Holiday parties are a great way to bring everyone together and celebrate – another year passed, your company’s wins, your employees’ successes. But as useful as they are for boosting morale, they can also be a bit tricky to navigate as a leader.
In fact, this annual tradition can result in a couple of moments that are downright uncomfortable. To help managers deal with them efficiently (so you can have fun, too), we put together this cheat sheet on how to handle the four most common situations.
Situation #1: A colleague drinks too much
While holiday parties are a great opportunity for employees to blow off some steam and celebrate the end of the year with their colleagues, when someone’s idea of fun includes having one too many, it’s time for someone to intervene. Ideally, the employee’s colleagues will be paying attention and helping the employee long before you become aware of anything.
How to handle it: First, ask the bartender to stop serving them. Second, ask them to come sit down with you and eat something. If they refuse, then you can pull them aside somewhere inconspicuous to let them know that they’ve had too much to drink and to offer to arrange a ride home for them.
Situation #2: Someone starts spouting off about politics
Talking about politics among co-workers can create tension and conflict, especially when coupled with alcohol. Not to mention being a total buzzkill at holiday parties! Here’s what to do when someone starts getting heated about current events.
How to handle it: If you hear someone saying something that is controversial or inflammatory, start from a neutral place. Casually insert yourself in the conversation and ask what the conversation is about. If they respond with the controversial topic, calmly let them know that you don’t find the topic okay to discuss among colleagues at a work event. If they don’t get the hint, pull them aside and remind them that although everyone is entitled to their beliefs, an office party isn’t the place to bring up subject that may be controversial to others. Let them know they need to talk about something else to avoid getting anyone caught up in a contentious conversation.
Situation #3: Someone is invading a coworker’s personal space
The last thing you want to happen at your holiday party is for somebody to feel bullied, intimidated, or sexually harassed.

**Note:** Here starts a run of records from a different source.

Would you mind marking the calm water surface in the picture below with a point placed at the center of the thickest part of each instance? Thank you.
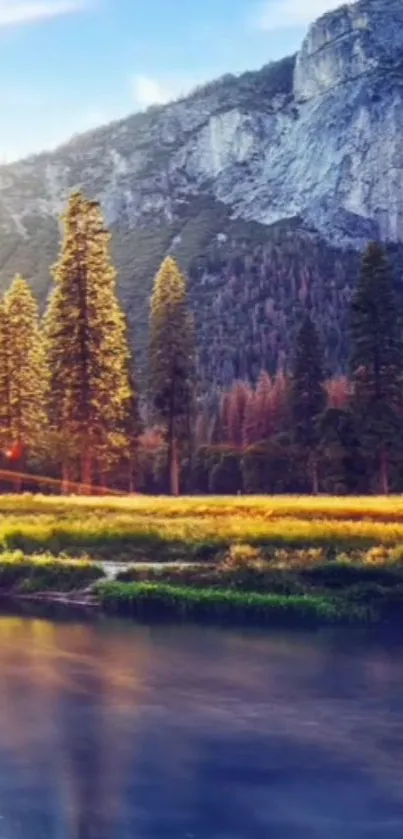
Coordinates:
(117, 731)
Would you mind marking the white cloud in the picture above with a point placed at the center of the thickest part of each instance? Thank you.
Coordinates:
(285, 14)
(151, 91)
(17, 12)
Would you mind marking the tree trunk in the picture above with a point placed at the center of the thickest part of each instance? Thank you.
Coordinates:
(174, 468)
(86, 471)
(314, 473)
(384, 472)
(65, 478)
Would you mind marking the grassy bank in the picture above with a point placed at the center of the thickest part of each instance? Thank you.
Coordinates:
(266, 560)
(39, 574)
(158, 600)
(241, 588)
(136, 528)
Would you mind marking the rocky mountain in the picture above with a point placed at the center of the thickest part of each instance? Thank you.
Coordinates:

If somebody is having a hard time respecting other people’s space, then it’s time to get involved.
How to handle it: Sending out a reminder of your company’s policies on harassment before the party can help head off anything inappropriate on the day of. Having a pre-meeting with other leaders in advance of the event to remind them of their responsibilities as supervisors and discuss strategies on how to address anything that might pop up can also be useful. The general rule is to follow the same protocol as you would if it had happened in the office.
Situation #4: Suggestive conversation
While you most likely will not be part of a conversation that starts to veer off the acceptable track, there might be a moment where you overhear something a coworker has said that’s suggestive or lewd.
How to handle it: Again, this is a situation where you’ll need to approach it as if it happened in the office. After all, your holiday party is a company-sponsored event. We suggest interrupting the conversation immediately, and speaking to the person or people involved individually about respecting appropriate boundaries at a work event. If they don’t acquiesce and recognize their misstep, ask them to leave the party right away, then follow up with this person during business hours right away, following your organization’s normal procedures in evaluating and addressing the situation.
Enjoy the party, too! Being prepared and organized is half the battle, so make sure to have a plan in place with managers about everyone taking responsibility for making sure *everyone* is enjoying the event, including you!